Sarul Kanwar

Personal information
- Full name: Sarul Kanwar
- Born: 8 November 1987 (age 38) Saharanpur, Uttar Pradesh, India
- Batting: Right-handed
- Bowling: Right-arm off break
- Role: Opening Batsman

Domestic team information
- 2010–2012: Punjab
- 2011: Mumbai Indians (squad no. 88)
- 2018: Uttar Pradesh
- 2021–: Chandigarh

Career statistics
| Competition | FC | LA | T20 |
| Matches | 6 | 2 | 9 |
| Runs scored | 556 | 21 | 189 |
| Batting average | 50.54 | 10.50 | 21.00 |
| 100s/50s | 2/2 | 0/0 | 0/0 |
| Top score | 130 | 21 | 49 |
| Catches/stumpings | 2/– | 0/– | 4/– |
- Source: ESPNcricinfo, 10 October 2011

= Sarul Kanwar =

Indian cricketer (born 1987)

Sarul Kanwar (born 8 November 1987), is an Indian cricketer. An attacking opening batsman from Punjab, he has 2 first-class centuries for Punjab in the last two Ranji Trophy seasons.

==Career==
In 2001, he left his home town Saharanpur to Chandigarh to play cricket for Punjab. He improved his game and started practicing in the Sector 16 Stadium under coach Harish Sharma. He put on many impressive performances in the next eight years. In the Katoch Shield in 2008, he scored 746 runs including 3 centuries. In the Nayudu Under-22 Championships, he scored 610 runs. He was playing in the Punjab "B" Team then. His contributions led to Punjab winning these titles. His performances were rewarded with a Ranji Trophy camp call-up for the first time. He was selected in Punjab's 2010 Ranji Trophy season.

He made his first-class debut for Punjab in 2010, and List A debut in 2011, Kanwar has been impressive in his first-class career since. In his first Ranji Trophy season in 2010, he topped 500 runs, with 2 centuries.

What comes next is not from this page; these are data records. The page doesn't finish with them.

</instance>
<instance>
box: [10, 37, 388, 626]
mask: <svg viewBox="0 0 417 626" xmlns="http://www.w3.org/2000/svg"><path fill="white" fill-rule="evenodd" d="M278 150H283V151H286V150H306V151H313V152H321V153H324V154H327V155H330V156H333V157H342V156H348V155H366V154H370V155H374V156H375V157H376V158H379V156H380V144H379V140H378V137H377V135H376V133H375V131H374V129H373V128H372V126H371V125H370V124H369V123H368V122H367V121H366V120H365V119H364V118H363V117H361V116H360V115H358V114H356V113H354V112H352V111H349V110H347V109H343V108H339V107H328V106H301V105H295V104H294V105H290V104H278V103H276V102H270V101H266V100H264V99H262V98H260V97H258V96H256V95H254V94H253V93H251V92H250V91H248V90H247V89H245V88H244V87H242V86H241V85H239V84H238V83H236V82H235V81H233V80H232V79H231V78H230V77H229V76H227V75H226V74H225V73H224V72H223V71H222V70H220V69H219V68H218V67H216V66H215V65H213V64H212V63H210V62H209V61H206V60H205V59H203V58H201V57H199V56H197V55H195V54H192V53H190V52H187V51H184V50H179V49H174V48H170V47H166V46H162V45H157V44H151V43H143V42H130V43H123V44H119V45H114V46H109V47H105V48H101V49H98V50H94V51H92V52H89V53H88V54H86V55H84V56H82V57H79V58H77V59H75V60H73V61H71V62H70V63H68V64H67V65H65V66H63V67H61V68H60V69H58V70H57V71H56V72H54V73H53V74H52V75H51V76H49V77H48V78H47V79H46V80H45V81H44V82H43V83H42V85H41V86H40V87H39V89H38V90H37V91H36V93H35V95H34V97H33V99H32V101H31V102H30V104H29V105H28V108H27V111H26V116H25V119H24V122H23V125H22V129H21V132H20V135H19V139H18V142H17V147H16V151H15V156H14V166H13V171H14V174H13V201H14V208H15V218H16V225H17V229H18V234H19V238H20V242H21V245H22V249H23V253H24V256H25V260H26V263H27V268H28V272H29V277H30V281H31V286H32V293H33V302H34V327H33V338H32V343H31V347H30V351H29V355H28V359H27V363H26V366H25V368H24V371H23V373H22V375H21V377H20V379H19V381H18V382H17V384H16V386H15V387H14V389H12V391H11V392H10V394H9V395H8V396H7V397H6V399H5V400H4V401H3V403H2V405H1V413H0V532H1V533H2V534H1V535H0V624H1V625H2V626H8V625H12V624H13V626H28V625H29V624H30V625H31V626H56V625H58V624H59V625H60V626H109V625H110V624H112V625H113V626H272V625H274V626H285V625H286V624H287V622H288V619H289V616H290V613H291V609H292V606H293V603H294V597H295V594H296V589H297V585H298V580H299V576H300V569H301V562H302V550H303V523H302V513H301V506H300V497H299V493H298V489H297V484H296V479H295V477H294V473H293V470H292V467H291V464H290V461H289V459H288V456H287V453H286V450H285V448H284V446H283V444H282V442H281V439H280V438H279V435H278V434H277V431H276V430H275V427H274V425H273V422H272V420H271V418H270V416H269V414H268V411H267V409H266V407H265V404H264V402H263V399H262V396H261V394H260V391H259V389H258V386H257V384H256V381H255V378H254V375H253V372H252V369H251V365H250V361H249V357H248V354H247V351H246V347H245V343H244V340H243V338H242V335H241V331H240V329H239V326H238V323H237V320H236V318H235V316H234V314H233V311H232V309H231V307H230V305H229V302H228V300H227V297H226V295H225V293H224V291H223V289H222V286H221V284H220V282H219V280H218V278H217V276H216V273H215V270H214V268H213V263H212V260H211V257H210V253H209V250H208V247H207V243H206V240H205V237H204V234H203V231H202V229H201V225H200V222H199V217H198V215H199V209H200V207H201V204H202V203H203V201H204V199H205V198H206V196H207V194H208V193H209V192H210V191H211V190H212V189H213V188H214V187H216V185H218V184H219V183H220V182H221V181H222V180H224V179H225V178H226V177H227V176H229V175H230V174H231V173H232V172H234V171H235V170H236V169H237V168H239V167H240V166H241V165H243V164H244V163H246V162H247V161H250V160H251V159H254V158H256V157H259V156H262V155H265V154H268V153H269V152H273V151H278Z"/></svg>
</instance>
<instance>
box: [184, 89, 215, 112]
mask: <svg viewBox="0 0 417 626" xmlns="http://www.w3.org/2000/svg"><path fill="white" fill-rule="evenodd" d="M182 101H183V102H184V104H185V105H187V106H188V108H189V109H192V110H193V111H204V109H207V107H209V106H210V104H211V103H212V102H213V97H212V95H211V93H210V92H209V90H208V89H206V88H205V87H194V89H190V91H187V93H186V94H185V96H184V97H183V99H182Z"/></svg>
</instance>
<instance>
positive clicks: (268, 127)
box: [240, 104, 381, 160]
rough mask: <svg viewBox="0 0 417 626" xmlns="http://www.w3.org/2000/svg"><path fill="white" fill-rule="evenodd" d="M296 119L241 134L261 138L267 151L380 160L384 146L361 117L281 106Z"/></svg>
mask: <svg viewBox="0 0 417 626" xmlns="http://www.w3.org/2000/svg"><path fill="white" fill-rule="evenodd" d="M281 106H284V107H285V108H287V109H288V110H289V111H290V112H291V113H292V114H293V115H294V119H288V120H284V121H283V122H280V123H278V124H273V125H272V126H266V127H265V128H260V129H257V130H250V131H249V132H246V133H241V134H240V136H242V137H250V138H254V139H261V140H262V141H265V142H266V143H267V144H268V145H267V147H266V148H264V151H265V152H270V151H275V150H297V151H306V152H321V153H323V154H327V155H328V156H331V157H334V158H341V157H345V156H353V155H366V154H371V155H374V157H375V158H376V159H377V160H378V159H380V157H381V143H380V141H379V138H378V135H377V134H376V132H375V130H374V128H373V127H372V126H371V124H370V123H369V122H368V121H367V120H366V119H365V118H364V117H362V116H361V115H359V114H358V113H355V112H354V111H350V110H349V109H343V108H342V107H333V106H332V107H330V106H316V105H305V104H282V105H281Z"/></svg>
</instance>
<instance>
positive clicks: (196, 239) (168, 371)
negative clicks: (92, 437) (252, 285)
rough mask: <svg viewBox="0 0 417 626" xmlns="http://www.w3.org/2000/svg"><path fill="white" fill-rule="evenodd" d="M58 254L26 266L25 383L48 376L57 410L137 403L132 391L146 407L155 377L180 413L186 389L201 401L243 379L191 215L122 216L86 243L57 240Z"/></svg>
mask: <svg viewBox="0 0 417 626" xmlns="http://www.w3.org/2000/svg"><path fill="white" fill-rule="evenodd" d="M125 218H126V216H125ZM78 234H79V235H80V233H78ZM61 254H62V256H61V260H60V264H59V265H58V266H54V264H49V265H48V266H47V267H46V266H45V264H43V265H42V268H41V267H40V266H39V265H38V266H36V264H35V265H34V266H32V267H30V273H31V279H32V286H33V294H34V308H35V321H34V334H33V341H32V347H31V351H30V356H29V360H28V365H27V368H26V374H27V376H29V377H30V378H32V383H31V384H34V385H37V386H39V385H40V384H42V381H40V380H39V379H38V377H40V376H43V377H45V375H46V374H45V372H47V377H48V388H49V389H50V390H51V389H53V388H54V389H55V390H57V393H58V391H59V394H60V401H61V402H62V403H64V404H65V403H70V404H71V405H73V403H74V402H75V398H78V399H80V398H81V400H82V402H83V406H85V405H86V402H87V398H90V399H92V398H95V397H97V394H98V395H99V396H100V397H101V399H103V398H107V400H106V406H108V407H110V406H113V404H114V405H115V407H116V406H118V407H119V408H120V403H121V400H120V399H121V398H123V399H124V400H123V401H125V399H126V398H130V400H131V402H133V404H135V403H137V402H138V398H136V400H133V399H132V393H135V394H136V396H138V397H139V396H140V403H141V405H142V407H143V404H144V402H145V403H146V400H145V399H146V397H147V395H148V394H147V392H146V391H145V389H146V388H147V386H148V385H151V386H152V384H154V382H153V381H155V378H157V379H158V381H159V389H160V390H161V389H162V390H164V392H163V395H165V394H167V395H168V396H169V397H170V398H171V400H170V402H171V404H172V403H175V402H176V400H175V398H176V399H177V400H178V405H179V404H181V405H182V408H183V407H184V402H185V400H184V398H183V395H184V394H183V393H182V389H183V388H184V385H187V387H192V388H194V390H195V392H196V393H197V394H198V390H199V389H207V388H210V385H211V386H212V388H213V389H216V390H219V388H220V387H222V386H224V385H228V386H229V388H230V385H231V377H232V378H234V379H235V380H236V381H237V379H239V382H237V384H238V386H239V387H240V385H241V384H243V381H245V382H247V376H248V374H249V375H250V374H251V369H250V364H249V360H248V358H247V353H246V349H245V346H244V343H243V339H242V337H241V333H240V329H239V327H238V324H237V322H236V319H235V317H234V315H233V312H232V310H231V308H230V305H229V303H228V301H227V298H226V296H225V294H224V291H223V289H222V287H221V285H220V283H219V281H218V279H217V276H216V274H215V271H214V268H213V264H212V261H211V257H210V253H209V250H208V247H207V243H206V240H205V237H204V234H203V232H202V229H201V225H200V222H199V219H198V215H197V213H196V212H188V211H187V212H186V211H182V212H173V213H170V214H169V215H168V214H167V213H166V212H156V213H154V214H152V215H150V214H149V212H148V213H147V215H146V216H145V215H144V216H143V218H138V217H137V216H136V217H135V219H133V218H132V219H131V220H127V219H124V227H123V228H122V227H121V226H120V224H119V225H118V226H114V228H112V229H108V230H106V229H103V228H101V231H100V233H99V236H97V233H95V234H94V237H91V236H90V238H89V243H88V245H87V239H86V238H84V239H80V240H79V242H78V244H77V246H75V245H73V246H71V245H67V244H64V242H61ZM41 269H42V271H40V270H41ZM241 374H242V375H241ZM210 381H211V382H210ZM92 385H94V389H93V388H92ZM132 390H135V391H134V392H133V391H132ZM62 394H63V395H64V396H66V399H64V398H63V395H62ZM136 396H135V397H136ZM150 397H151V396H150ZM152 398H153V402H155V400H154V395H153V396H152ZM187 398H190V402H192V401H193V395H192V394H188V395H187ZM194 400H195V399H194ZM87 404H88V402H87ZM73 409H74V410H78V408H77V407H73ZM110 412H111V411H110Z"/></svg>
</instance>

His Twenty20 exploits were not as successful, yet he landed an Indian Premier League contract with the Mumbai Indians. Despite not getting a game in the 2011 IPL, when he finally got a chance in the 2011 Champions League Twenty20 in an injury ravaged Mumbai Indians side, he quickly grabbed it with a rapacious 45 off 21 balls versus South African franchise Cape Cobras with 3 fours and 5 sixes. He was then looking for another six but was caught by Owais Shah off a Robin Peterson delivery near the boundary. The Mumbai Indians amassed 176 thanks to another 58 by Kieron Pollard. The match eventually finished a no result due to rain.
He was bought out by his team in favour of Mumbai batsman Sushant Marathe for IPL 5.
Kanwar has now started practising with Sunrise Cricket Academy under Jitendra Kumar. Jitendra has been associated with Punjab Kings as side arm king.